The old system where a class of super rich land owners who also own most of the wealth can pass that on in perpetuity to their offspring and the rest of society must suffer impoverishment as a result offends me - at some time in British history a decisive break with that system must come, and in its place a new more just and equitable system imposed.

This system though must benefit only British citizens and not the host of illegal immigrants, bogus asylum seekers and economic migrants in this country.

Those useless Tory Toffs like James Bethell, whose entire wealth, power and social privilege is based on his being the one sperm amongst 20 million ejaculated by his father to reach the egg, have to finally be forced to become part of our national society - as opposed to an over privileged elite who are separated from society as a result of their wealth and land ownership.

If you are rich and British and want to live in a civilised nation, then the social inequality of just 1 % of the population owning 70 % of the wealth and land must end.

We no longer wish to live in a society of lord and peasants - that primitive form of society is a historical anachronism not a modern and sustainable Nationalist Society.

British Nationalism offers the rich a choice - co-operate with us in building a fairer and better British society or be prepared for civil war in the future.

That is the choice, for in every human society in history where the rich grow richer and the poor grow poorer we see only revolutions or civil war.

The more that our society impoverishes our people and rewards the rich, the more resentment grows.

A new form of Nationalist Class Warfare will sooner or later erupt.

I missed this report yesterday but it’s an interesting one.
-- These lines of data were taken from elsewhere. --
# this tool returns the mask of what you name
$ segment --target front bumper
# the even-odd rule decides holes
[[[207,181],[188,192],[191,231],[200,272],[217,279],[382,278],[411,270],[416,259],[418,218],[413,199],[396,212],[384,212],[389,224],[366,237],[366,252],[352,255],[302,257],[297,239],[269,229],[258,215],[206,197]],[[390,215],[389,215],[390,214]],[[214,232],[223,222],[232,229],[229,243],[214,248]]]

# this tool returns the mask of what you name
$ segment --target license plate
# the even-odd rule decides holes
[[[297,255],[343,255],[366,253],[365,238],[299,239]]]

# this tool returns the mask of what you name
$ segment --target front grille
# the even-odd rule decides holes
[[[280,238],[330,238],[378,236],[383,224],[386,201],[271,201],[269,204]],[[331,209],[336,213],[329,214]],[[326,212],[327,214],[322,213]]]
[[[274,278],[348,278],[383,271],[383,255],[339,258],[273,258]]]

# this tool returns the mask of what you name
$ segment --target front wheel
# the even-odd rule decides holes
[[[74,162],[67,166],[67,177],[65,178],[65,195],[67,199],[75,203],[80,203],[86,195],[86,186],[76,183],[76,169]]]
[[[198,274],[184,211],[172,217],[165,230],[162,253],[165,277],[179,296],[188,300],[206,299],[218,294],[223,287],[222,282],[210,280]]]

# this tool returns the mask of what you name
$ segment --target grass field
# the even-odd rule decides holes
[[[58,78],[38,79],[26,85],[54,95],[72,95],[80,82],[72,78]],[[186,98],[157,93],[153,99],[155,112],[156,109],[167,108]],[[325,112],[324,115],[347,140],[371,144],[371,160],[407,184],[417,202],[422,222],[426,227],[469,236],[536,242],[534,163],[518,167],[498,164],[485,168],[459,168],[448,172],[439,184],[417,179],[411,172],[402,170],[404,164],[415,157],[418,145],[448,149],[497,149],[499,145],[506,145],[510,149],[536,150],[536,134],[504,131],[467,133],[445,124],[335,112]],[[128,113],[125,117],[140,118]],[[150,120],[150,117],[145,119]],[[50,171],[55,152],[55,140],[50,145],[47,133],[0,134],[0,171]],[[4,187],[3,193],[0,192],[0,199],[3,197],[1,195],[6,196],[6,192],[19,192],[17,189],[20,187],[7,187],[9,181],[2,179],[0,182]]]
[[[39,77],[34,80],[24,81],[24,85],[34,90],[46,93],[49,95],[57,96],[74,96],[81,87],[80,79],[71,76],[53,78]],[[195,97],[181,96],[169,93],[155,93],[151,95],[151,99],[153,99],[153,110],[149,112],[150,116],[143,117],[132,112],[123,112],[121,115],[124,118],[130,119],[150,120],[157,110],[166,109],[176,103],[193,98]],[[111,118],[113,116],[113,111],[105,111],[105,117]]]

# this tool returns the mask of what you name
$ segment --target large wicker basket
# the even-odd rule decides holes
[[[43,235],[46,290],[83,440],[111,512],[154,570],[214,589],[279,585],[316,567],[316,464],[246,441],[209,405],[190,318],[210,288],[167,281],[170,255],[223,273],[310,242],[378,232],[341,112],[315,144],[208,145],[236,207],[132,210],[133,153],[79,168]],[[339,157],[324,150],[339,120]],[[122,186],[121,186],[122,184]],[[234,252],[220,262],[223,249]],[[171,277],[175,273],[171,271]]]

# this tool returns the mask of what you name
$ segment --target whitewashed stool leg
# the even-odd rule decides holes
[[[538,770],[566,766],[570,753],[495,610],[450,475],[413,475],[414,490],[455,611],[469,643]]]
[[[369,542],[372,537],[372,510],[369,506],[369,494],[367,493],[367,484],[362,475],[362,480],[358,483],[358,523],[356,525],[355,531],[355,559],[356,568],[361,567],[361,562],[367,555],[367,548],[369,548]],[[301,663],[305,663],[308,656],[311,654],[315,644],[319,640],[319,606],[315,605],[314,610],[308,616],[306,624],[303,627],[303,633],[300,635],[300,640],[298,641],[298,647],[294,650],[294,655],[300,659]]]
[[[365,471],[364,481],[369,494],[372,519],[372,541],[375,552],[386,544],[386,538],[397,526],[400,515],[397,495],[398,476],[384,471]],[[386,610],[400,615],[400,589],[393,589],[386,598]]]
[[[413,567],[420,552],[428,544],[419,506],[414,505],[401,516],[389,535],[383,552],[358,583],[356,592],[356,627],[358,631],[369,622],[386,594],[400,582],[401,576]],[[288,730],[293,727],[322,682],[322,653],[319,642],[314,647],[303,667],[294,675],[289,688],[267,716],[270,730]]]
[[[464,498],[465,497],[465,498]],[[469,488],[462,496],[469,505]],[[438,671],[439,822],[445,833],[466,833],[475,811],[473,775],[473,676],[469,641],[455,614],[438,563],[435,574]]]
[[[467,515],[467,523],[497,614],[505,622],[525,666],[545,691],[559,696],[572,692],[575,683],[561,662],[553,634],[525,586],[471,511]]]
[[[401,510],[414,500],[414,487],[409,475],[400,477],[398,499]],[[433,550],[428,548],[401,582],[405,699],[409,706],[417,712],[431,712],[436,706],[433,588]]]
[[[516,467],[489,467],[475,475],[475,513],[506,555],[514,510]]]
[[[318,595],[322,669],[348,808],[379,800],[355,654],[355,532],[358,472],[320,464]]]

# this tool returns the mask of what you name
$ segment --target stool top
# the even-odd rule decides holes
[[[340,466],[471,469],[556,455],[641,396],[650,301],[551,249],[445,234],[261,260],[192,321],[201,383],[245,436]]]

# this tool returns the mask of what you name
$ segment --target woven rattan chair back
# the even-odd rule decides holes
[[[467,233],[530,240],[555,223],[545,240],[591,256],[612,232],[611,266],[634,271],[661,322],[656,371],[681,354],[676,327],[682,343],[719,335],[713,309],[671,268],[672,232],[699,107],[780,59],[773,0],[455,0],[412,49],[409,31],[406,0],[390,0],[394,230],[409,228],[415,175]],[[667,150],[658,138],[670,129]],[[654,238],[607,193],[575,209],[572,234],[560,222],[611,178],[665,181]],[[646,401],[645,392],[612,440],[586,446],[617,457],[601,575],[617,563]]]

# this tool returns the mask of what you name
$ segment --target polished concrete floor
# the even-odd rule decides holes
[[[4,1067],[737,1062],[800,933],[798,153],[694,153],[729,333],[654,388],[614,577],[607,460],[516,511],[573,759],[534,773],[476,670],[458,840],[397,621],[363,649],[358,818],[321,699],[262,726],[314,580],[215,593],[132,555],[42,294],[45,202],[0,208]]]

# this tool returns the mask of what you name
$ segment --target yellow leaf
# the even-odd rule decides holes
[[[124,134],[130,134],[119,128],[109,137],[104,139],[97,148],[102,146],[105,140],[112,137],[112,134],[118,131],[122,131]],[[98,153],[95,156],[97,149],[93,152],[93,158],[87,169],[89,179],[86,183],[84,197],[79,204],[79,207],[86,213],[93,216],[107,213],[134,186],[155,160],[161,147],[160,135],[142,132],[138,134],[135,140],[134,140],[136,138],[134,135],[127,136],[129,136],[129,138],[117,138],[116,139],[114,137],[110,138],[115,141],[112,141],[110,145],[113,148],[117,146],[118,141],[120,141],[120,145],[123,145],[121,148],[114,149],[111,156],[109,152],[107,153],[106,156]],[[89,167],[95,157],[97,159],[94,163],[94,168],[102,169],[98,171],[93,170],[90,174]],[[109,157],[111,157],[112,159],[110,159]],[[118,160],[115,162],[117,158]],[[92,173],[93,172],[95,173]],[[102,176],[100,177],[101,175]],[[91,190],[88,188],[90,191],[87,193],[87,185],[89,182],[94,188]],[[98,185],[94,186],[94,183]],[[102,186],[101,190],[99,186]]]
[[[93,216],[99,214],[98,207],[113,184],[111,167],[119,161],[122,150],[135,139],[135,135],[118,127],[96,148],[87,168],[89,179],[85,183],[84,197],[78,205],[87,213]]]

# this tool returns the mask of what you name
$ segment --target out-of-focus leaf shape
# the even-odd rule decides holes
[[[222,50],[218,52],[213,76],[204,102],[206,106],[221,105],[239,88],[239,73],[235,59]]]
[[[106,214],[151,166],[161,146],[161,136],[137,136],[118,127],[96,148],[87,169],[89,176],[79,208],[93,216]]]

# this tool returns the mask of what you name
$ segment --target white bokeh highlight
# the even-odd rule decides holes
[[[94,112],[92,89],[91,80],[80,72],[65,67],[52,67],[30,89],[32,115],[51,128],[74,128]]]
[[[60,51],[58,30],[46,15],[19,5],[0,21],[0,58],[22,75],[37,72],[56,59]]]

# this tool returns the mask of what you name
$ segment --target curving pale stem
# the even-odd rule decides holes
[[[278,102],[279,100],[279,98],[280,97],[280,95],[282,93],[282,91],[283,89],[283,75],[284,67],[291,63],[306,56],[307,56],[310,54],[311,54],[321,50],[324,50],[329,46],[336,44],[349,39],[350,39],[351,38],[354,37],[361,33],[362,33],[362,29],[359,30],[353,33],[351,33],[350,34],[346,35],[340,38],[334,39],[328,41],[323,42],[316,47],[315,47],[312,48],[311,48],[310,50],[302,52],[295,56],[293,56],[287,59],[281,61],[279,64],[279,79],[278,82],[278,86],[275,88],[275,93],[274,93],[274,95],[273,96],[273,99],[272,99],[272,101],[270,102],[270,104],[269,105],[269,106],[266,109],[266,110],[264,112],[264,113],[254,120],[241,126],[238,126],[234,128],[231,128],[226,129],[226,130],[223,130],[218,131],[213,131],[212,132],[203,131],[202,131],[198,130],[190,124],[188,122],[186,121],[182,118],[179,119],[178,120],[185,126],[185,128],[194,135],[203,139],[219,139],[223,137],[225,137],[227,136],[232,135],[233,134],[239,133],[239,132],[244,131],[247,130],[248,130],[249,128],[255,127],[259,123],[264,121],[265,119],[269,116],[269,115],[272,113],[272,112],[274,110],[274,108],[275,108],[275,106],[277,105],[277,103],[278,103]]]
According to consultants AT Kearney, the richest 1pc in the UK hold some 70pc of the country’s wealth. That there is this divide between rich and poor is not exactly new – but the scale of it, and the likelihood that it is not being narrowed by the financial crisis, is a big worry. Indeed, according to the report, in the US the amount of financial assets owned by the richest 1pc in the US is far, far lower at 48pc, and only 34pc in Australia.

This must, to a large degree, be due to the fact that the UK set itself up in recent years as a haven for the super-rich, with its relatively generous rules on capital gains tax, because the income tax system itself is rather more redistributive than in the US. But the Kearney report is interesting because, unlike the traditional measure of inequality, the gini coefficient, it focuses not on income (the flow of money) but on actual substantive wealth (the stack of it that sits beneath us).

Says Penney Frohling, a partner at AT Kearney: “To understand the impact of the market crash, though, you need to look at wealth – not just how much people hold, but how it is held across different asset types. This is harder to do but drives quite different insights about how deeply and how widely the market crash and subsequent recovery have affected investors across age and wealth bands.”

“On an income basis, the UK and Australia have similar levels of equality according to the UN, with the US having proportionately more very high- and very low-earners. But in terms of the distribution of what people own rather than what they earn, the UK picture is more like an emerging market – though of course at a higher level.”

In the latest UN report on the gini coefficient (in which a score of 0 means absolutely equal income across the population and 100 means one person has all the income), the UK scored 36.0, Australia 35.2, USA: 40.8.

In part the poor score for the UK is due to its relatively ungenerous pension provision, compared with Australia where there is a compulsory pension savings scheme.

But what I find particularly intriguing (and this is something which won’t be clear for another year or more) is the question of whether this crisis has levelled out those inequality gaps. The Great Depression and its aftermath most certainly did, but despite the fact that the gini coefficient (certainly in the US, probably in the UK) are at levels comparable with the late 1920s and early 1930s, we haven’t yet seen any kind of dramatic social backlash as a result.